Sanplan montra une mine un peu déconfite, mais son exaltation n’était que dans l’imaginative : elle tomba ; et, devant le chef et l’ami, le corsaire baissa pavillon.
— Alors, pousse ta pointe ! dit-il, riant tout bas ; et si la dame consent à couronner une flamme si subite, je dirai que rien ne saurait être plus justifié que la disgrâce de son gentilhomme de mari. En vérité, ces gens-là nous croient incapables de priser la beauté, de la traiter comme il sied, et d’en être distingués ! Prouve-leur le contraire, toi qui peux montrer certains agréments dont bien des grands seigneurs seraient fiers !… Je conviens que cette fleur n’était pas pour ma main grossière… Mets donc à profit et le hasard et la douce paix de cette agréable journée… Bon vent, matelot !

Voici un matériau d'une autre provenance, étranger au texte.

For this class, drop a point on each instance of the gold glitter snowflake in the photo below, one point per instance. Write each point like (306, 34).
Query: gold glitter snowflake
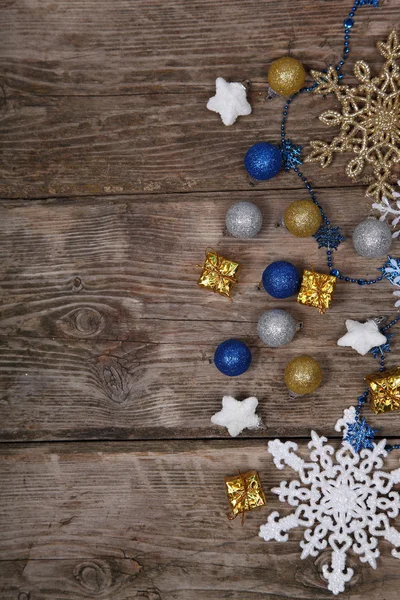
(369, 120)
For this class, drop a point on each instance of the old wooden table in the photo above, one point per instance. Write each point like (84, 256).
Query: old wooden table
(115, 178)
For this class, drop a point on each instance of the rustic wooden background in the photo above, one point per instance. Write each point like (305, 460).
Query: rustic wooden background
(114, 179)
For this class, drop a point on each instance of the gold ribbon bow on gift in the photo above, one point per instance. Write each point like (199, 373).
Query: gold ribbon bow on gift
(219, 273)
(244, 493)
(317, 290)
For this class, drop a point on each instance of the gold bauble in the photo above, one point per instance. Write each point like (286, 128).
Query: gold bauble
(286, 76)
(303, 375)
(302, 218)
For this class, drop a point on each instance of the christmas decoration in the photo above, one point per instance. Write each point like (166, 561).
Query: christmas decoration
(281, 279)
(372, 238)
(317, 290)
(263, 161)
(219, 273)
(368, 119)
(341, 498)
(384, 390)
(290, 155)
(377, 351)
(302, 218)
(356, 431)
(236, 415)
(243, 220)
(230, 101)
(303, 375)
(329, 237)
(286, 76)
(391, 270)
(276, 327)
(232, 357)
(362, 336)
(244, 493)
(390, 210)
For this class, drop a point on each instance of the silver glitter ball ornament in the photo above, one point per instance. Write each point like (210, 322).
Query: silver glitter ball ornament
(372, 238)
(276, 327)
(243, 220)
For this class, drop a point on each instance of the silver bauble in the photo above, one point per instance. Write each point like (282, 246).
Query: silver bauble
(243, 220)
(276, 327)
(372, 238)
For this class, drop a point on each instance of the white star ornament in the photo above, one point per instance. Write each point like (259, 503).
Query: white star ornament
(230, 101)
(362, 336)
(236, 415)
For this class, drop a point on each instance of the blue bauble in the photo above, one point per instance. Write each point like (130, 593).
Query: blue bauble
(281, 279)
(232, 358)
(263, 161)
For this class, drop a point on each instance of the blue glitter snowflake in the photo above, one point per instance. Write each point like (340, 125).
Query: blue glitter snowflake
(377, 351)
(360, 435)
(329, 237)
(391, 270)
(291, 155)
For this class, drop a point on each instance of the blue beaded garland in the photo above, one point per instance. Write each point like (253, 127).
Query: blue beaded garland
(281, 279)
(263, 161)
(232, 357)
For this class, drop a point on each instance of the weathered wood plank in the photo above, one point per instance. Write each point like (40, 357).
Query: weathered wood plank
(127, 521)
(126, 337)
(73, 47)
(98, 269)
(146, 144)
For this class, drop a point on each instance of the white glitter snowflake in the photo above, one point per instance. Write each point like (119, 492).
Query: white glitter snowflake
(342, 499)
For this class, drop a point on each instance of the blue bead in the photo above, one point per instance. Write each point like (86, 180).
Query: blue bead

Pendant qu’il parlait, en s’éloignant avec lenteur, Gaspard le suivait, en le poussant à chaque pas.
— Va-t’en, maudit bavard ! et ne me dérange qu’à bon escient. Empêche même qu’on entre là.

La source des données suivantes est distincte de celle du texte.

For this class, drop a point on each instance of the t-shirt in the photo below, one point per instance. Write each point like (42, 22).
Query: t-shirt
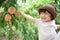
(46, 29)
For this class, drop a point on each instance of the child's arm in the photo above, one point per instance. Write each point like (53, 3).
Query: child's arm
(26, 16)
(58, 26)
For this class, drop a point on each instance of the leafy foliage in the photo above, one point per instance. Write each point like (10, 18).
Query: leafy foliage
(20, 26)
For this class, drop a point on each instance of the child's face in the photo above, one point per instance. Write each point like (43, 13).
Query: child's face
(45, 16)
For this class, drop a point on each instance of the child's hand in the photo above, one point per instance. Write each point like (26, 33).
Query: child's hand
(19, 13)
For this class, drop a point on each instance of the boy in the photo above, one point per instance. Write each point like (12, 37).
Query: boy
(46, 24)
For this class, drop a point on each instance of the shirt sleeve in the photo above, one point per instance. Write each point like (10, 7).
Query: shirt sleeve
(37, 21)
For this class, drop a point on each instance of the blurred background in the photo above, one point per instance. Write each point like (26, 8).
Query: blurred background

Du doigt, il désignait la gloriette.
Lorsque Sanplan fut assez loin, Gaspard, en revenant vers la belle, se sentit agité d’un trouble si singulier qu’il dut, avant de heurter à la porte, reprendre haleine, afin de parler sans trop de bégaiement. Il frappa ; et, sans attendre, il se présenta à la dame comme si elle lui eût dit : « Entrez », ou qu’il eût été chez lui.
— Madame… commença-t-il ; et il s’arrêta, trouvant écrit sur le visage de l’inconnue plus d’effroi encore qu’elle n’en avait montré un instant auparavant.

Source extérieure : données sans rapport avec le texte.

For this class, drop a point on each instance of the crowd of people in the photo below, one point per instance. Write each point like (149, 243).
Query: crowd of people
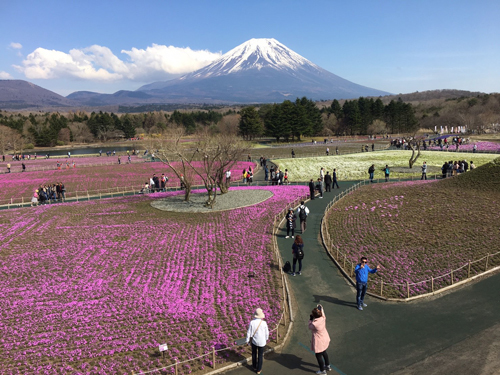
(49, 193)
(156, 184)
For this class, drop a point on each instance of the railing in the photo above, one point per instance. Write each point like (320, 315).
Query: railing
(287, 305)
(409, 290)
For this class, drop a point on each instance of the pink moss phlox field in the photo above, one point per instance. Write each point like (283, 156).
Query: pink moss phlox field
(481, 146)
(17, 185)
(95, 287)
(44, 164)
(416, 230)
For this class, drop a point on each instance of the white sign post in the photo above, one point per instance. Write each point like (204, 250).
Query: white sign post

— Monsieur ! j’ai entre-bâillé la porte pour voir ce que vous deveniez… et je vous ai vu vous éloigner avec un personnage qui me fait peur !… C’est celui — je le crois, du moins — qui m’a tout à l’heure poursuivie.
Gaspard sentit que la négation pure et simple pouvait lui faire perdre la partie avant qu’elle fût jouée. Il soupira avec affectation :
— Hélas ! fit-il.
— Ce soupir, gémit la dame, n’est pas de bon augure.
Elle se leva, comme prête à fuir encore.
— Où suis-je donc ?
— Hélas ! madame… mais ne tremblez pas, je vous en conjure !… Je mets à votre service mon bras fidèle, et cette épée… qu’on a eu l’imprudence de me laisser.
— De vous laisser ? comment ? que voulez-vous dire ?
— J’en suis désolé pour vous, madame… Ces gens-là m’ont tout à l’heure arrêté, comme ils vous ont arrêtée vous-même, une heure plus tard. Je suis leur prisonnier sur parole, et me suis engagé à leur faire payer une rançon… que mes laquais sont allés chercher… Mais fiez-vous à moi ; il ne vous arrivera aucun mal, tant que je serai là… j’en réponds !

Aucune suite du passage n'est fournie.